An analysis by CNN’s Harry Enten shows that voters who do not have a favorable view of either Biden or Trump are more likely to side with the current president in the end. In an average of the last three Quinnipiac University polls, Biden leads Trump by 7 points among those who do not have a favorable view of either. A third name on the ballot could complicate that equation.

There’s also the question of whether No Labels — with its condemnation of “two major political parties dominated by angry, extremist voices driven by ideology and identity politics” — is drawing a false equivalence between Republicans and Democrats. Trump, for example, tried to override a Democratic election in 2020 to stay in power, while Biden has enacted rare bipartisan legislation that includes gun safety and infrastructure.

Former New Jersey Gov.
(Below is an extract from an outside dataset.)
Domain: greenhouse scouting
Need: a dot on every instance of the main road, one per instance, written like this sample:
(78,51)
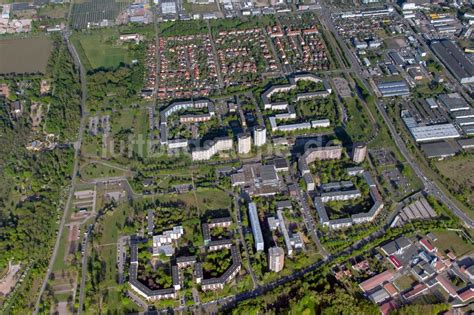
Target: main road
(429,185)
Chris Christie, who is hoping to thwart Trump’s bid for a third straight Republican nomination, warned Sunday that a third-party bid could play right into the former president’s hands. “There are only two people who will be elected president of the United States on November 24: the Republican nominee for president and the Democratic nominee for president,” Christie said on ABC News’ “This Week.”

“They think they know who (they’re going to) hurt. They want to hurt Donald Trump if he’s the nominee. But. … you never know who you’re going to hurt in this process.”